Atomic

14 April, 2020

Atomic

Goal: define atomicity and describe strategies on how it can be achieved

Property required in several different areas of computer system design.

There are two main kinds of atomicity, but different sources of literature might define these things differently.

All-or-nothing is regarded as the default definition of atomicity.

Before-or-after is sometimes regarded as Isolation.
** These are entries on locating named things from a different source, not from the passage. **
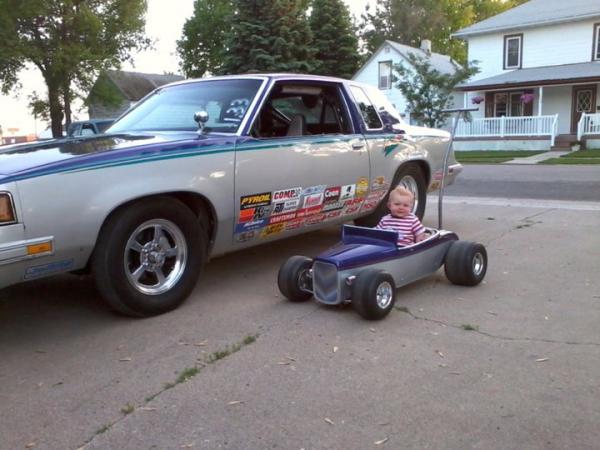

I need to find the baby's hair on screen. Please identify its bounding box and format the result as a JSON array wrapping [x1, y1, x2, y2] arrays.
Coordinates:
[[390, 186, 415, 201]]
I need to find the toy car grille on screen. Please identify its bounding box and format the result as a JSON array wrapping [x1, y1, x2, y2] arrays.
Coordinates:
[[313, 261, 338, 304]]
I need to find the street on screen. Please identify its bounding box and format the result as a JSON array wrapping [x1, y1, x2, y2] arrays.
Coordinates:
[[0, 165, 600, 450]]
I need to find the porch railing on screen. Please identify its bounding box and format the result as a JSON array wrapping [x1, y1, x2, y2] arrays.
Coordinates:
[[577, 113, 600, 141], [456, 114, 558, 145]]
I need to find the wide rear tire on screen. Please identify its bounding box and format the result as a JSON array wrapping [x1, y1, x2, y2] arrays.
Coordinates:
[[277, 256, 312, 302], [444, 241, 488, 286], [352, 269, 396, 320], [92, 197, 207, 317]]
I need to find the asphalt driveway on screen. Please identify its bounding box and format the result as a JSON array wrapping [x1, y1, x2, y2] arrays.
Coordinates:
[[0, 198, 600, 450]]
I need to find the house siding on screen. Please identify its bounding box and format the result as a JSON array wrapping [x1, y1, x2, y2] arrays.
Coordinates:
[[469, 20, 597, 81], [354, 47, 409, 121]]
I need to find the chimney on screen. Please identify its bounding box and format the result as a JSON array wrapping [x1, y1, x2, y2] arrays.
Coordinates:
[[421, 39, 431, 56]]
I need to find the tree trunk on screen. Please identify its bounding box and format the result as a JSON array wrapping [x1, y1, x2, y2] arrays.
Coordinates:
[[46, 81, 63, 138]]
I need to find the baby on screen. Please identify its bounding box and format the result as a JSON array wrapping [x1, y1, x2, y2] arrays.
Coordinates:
[[375, 186, 425, 246]]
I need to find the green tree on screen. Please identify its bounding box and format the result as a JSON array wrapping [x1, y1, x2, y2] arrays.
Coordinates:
[[359, 0, 527, 63], [177, 0, 233, 77], [0, 0, 149, 137], [309, 0, 361, 78], [394, 53, 479, 128], [220, 0, 314, 74]]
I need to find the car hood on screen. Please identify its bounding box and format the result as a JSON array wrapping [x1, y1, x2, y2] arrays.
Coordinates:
[[0, 133, 235, 182]]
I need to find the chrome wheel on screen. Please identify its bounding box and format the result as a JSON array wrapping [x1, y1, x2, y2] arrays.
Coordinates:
[[375, 281, 394, 309], [398, 175, 419, 214], [123, 219, 188, 295], [473, 253, 485, 277]]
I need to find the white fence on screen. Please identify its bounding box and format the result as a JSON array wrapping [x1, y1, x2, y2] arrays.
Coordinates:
[[577, 113, 600, 141], [456, 114, 558, 145]]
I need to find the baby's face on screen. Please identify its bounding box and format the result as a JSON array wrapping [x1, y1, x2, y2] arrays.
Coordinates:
[[388, 193, 413, 217]]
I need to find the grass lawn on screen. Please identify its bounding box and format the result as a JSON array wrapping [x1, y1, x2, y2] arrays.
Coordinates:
[[454, 150, 544, 164], [538, 150, 600, 164]]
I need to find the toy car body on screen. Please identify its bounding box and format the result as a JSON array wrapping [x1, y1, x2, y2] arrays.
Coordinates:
[[278, 225, 487, 319]]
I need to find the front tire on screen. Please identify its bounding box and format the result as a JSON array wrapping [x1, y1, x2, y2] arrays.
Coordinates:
[[444, 241, 487, 286], [352, 269, 396, 320], [277, 256, 312, 302], [354, 164, 427, 227], [92, 197, 206, 317]]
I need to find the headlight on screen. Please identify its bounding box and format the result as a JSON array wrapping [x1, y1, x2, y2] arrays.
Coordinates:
[[0, 192, 17, 225]]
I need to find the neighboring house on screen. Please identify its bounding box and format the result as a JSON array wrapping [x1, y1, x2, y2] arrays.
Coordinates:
[[352, 40, 457, 125], [87, 70, 184, 119], [453, 0, 600, 150]]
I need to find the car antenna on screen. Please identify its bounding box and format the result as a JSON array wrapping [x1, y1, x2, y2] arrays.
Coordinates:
[[438, 108, 479, 230]]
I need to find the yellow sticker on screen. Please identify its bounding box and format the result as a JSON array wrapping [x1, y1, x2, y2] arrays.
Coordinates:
[[356, 177, 369, 197]]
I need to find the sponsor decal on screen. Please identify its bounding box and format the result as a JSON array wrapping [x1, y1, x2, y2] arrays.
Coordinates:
[[23, 259, 73, 280], [269, 212, 296, 224], [271, 198, 300, 216], [344, 199, 364, 214], [302, 184, 327, 195], [371, 176, 387, 191], [323, 186, 342, 203], [240, 192, 271, 209], [323, 202, 344, 211], [236, 231, 256, 242], [273, 187, 302, 202], [296, 205, 322, 217], [302, 192, 323, 208], [325, 209, 342, 220], [340, 184, 356, 200], [239, 206, 270, 223], [235, 219, 267, 234], [356, 177, 369, 197], [306, 214, 325, 225], [260, 223, 285, 237], [285, 218, 306, 230]]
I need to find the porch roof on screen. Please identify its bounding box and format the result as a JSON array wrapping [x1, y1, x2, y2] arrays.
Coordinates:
[[456, 61, 600, 91]]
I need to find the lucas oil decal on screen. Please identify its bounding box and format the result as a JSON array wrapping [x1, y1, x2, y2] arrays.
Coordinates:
[[240, 192, 271, 209], [340, 184, 356, 200]]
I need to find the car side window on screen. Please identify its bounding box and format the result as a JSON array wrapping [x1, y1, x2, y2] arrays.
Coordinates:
[[251, 82, 352, 138], [350, 86, 383, 130]]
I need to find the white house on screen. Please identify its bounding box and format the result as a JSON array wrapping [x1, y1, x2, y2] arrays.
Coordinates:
[[453, 0, 600, 150], [352, 40, 457, 121]]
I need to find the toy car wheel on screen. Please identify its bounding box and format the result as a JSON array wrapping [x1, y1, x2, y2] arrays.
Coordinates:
[[92, 197, 206, 317], [444, 241, 487, 286], [277, 256, 312, 302], [352, 269, 396, 320]]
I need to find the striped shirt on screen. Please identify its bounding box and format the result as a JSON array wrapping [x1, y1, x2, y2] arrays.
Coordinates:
[[375, 214, 425, 246]]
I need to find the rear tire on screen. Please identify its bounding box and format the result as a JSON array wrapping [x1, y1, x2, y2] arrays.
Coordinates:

There remain some important gaps in our exploration of atomicity. First, in a layered system, a transaction implemented in one layer may consist of a series of component actions of a lower layer that are themselves atomic. The question is how the commitment of the lower-layer transactions should relate to the commitment of the higher layer trans action. If the higher-layer transaction decides to abort, the question is what to do about lower-layer transactions that may have already committed. There are two possibilities: • Reverse the effect of any committed lower-layer transactions with an UNDO action. This technique requires that the results of the lower-layer transactions be visible only within the higher-layer transaction. • Somehow delay commitment of the lower-layer transactions and arrange that they actually commit at the same time that the higher-layer transaction commits.

All-or-nothing Atomicity

A sequence of steps is an all-or-nothing action if, from the point of view of its invoker, the sequence always either
- completes, or
- aborts in such a way that it appears that the sequence had never been undertaken in the first place. That is, it backs out.

Techniques:

This layer implements what is known as journal storage. The basic idea of journal storage is straightforward: we associate with every named variable not a single cell, but a list of cells in non-volatile storage; the values in the list represent the history of the variable.

Before-or-after Atomicity

Concurrent actions have the before-or-after property if their effect from the point of view of their invokers is the same as if the actions occurred either completely before or completely after one another.

Several actions that concurrently operate on the same data should not interfere with one another.

Techniques:

System-wide lock

Anytime any shared resource is needed, acquire a

Fine-grained locks needed locks at begin_transaction and release all of them at end_transaction

advantage: easy to reason about. works great if it could be implemented
disadvantage: requires transaction to know all of its needed locks in advance

Two phase locking

Gradually acquire locks as you need them (phase 1). Primary constraint is that the transaction may not release any locks until it passes its lock point.(phase 2) Further, the transaction can release a lock on an object that it only reads any time after it reaches its lock point if it will never need to read that object again, even to abort.

The name of the discipline comes about because the number of locks acquired by a transaction monotonically increases up to the lock point (the first phase), after which it monotonically decreases (the second phase).

Informally, once a transaction has acquired a lock on a data object, the value of that object is the same as it will be when the transaction reaches its lock point, so reading that value now must yield the same result as waiting till then to read it. Furthermore, releasing a lock on an object that it hasn’t modified must be harmless if this transaction will never look at the object again, even to abort.

Distributed Two-phase commits

TLDR:

Distributed version of a two phase commit protocol. Difference is that coordinator and workers cannot reliably communicate, thus reduces to constructing a reliable distributed version of two-phase commit protocol using persistent senders and duplicate suppression.